A mesma experiência foi relatada pelo marinheiro Shannon Lenz, que postou incrível de surfar no rafting no YouTube:

"Navegamos por um campo de abetos por 6 a 8 horas, muitas vezes não havia água visível" Lenz escreveu.

"Era como arar através de um campo. Nós achamos que o abeto tinha pelo menos 6 polegadas de espessura."

Embora o fenômeno vulcânico possa ser um perigoso perigo para outros navios, as notícias da formação flutuante são bem-vindas pelos cientistas, especialmente quando a rocha rochosa se desprende da costa leste da Austrália.

"Este é um mecanismo possível para restaurar a Grande Barreira de Corais" diz o geólogo Scott Bryan da Universidade de Tecnologia de Queensland (QUT).

"Com base nos eventos passados ​​de jangada que estudamos nos últimos 20 anos, ele trará novos corais saudáveis ​​e outros recifes para a Grande Barreira de Corais".

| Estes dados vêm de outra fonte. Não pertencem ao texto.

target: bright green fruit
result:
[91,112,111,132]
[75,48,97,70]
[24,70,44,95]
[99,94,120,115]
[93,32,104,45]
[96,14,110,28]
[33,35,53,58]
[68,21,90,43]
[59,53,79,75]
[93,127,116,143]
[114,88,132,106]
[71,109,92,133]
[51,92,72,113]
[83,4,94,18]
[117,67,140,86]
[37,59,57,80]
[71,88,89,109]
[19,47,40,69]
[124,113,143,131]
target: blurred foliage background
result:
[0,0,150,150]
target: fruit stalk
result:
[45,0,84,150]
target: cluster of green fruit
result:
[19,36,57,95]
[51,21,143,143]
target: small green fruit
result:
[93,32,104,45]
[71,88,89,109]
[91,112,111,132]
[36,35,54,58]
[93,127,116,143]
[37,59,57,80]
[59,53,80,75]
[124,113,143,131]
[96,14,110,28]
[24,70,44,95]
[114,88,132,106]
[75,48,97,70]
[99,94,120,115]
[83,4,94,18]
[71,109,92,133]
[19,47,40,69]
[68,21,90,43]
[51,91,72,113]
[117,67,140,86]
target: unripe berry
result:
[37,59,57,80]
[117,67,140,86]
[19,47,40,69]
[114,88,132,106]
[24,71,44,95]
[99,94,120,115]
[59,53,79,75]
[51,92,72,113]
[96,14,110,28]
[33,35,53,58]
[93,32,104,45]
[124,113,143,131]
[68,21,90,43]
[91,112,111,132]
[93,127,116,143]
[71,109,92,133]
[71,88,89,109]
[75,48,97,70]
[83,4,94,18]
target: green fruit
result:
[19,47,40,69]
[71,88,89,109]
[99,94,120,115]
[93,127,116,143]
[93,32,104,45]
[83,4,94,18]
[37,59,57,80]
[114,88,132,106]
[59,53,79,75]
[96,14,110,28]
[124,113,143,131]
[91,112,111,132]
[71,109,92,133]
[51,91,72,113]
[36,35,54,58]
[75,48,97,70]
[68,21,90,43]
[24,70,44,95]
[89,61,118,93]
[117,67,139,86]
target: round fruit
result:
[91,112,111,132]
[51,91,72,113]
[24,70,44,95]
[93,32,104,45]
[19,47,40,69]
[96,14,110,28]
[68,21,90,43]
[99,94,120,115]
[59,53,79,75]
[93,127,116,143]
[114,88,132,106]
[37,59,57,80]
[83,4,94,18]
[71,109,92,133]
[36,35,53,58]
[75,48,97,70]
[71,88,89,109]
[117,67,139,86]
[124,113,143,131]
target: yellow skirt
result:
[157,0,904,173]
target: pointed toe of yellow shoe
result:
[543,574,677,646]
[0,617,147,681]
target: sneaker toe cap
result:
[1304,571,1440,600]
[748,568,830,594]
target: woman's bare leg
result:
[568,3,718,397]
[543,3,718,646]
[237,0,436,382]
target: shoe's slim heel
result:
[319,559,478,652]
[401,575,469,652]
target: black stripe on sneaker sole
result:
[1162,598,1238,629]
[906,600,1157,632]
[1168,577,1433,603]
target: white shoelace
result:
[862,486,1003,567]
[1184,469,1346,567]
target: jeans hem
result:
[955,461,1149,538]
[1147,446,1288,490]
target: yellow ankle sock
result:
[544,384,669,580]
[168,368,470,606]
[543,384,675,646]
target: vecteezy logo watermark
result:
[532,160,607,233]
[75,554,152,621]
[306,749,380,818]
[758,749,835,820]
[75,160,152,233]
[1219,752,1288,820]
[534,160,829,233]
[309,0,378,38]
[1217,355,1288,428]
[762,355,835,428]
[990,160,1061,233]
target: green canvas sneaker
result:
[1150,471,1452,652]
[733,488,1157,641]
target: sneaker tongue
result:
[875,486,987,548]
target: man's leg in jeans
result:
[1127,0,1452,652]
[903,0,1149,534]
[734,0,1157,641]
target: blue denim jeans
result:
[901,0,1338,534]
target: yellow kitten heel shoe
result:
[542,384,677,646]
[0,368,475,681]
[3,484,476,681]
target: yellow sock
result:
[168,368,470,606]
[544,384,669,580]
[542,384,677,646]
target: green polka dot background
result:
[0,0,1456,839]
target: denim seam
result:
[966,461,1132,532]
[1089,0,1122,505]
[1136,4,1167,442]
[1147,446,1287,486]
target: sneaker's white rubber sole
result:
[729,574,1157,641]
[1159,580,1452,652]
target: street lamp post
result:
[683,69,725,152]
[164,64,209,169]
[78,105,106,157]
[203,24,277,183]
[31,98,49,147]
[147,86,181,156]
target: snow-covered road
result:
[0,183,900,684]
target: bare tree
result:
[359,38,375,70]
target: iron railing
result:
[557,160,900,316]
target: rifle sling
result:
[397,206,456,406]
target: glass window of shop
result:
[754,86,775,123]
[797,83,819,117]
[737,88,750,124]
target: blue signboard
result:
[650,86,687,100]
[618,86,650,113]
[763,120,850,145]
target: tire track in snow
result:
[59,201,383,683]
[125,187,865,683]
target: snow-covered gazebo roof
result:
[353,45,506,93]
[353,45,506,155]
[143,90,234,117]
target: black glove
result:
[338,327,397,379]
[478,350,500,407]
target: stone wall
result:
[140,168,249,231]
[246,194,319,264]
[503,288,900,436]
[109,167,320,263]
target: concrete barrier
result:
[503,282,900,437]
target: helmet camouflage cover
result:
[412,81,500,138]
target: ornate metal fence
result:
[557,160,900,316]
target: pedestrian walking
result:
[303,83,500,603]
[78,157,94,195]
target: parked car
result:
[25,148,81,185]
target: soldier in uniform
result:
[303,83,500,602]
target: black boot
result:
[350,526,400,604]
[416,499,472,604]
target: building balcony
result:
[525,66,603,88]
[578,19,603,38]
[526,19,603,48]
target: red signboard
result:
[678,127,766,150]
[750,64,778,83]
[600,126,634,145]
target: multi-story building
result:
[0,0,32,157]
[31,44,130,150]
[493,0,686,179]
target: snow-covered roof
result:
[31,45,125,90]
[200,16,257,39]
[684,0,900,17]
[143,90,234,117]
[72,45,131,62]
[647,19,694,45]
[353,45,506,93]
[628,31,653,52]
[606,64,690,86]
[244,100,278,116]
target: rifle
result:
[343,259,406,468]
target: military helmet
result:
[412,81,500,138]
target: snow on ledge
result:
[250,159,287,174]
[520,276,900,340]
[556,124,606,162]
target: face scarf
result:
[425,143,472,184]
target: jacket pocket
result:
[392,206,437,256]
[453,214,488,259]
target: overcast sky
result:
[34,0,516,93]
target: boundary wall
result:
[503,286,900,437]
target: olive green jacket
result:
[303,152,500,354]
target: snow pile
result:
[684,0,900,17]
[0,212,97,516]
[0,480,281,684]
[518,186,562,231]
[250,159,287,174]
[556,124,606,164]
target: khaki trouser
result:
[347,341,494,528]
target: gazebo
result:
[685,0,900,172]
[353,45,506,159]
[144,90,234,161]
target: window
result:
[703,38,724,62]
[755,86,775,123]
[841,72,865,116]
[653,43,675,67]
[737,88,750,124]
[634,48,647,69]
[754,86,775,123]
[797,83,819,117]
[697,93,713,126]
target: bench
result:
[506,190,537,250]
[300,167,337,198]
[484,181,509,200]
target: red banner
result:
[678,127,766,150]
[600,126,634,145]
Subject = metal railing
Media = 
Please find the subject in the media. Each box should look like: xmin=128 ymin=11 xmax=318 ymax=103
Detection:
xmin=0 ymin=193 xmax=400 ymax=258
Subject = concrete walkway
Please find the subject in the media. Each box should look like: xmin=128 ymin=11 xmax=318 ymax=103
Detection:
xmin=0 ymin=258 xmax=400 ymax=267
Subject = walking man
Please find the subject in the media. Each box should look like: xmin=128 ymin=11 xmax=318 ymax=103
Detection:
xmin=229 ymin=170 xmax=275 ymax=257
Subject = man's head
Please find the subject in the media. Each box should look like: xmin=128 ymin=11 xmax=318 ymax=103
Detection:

017 ponce-raft 2Sailor ROAM Michael Hoult com amostras sumptuosas (Sail Surf ROAM / Facebook)

De acordo com Bryan e colegas pesquisadores da QUT, a rocha rochosa flutuante deve passar pela Nova Caledônia e Vanuatu, e pode passar por recifes de corais no Mar de Coral oriental.

Sério, isso tem que acontecer na mesma época em que a região passa por sua maior greve de coral no final do ano, o que poderia transformar o maciço de rocha em um ecossistema de viagens.

"Atualmente o abeto estará nu e estéril, mas nas próximas semanas ele começará a ser um organismo ligado a ele". Bryan diz.

"Será capaz de captar corais e outros organismos para a construção de recifes e, em seguida, trazê-los para a Grande Barreira de Corais. Cada pedaço de abeto é um veículo flutuante. É uma casa e veículo para organismos marinhos para ligar e ocultar a passagem através do oceano profundo. para chegar à Austrália ".

Embora o abeto e sua carga de algas, cracas, corais e outras formas de vida marinha tenham o potencial de ajudar a regenerar parcialmente a matéria orgânica da Grande Barreira de Corais, outros dizem que precisamos manter esses benefícios em perspectiva.

"Recifes irão se não lidarmos com aquecimento antropogênico", disse o biólogo marinho Terry Hughes, da James Cook University. twittou em relação à cobertura mediática do abeto.

"Um robô, fãs, corais de plástico ou aquário não resolverão uma crise de recifes de coral – precisamos abordar as causas básicas, especialmente as emissões de gases de efeito estufa".



Esta matéria foi traduzida do portal Science Alert Pty Ltd.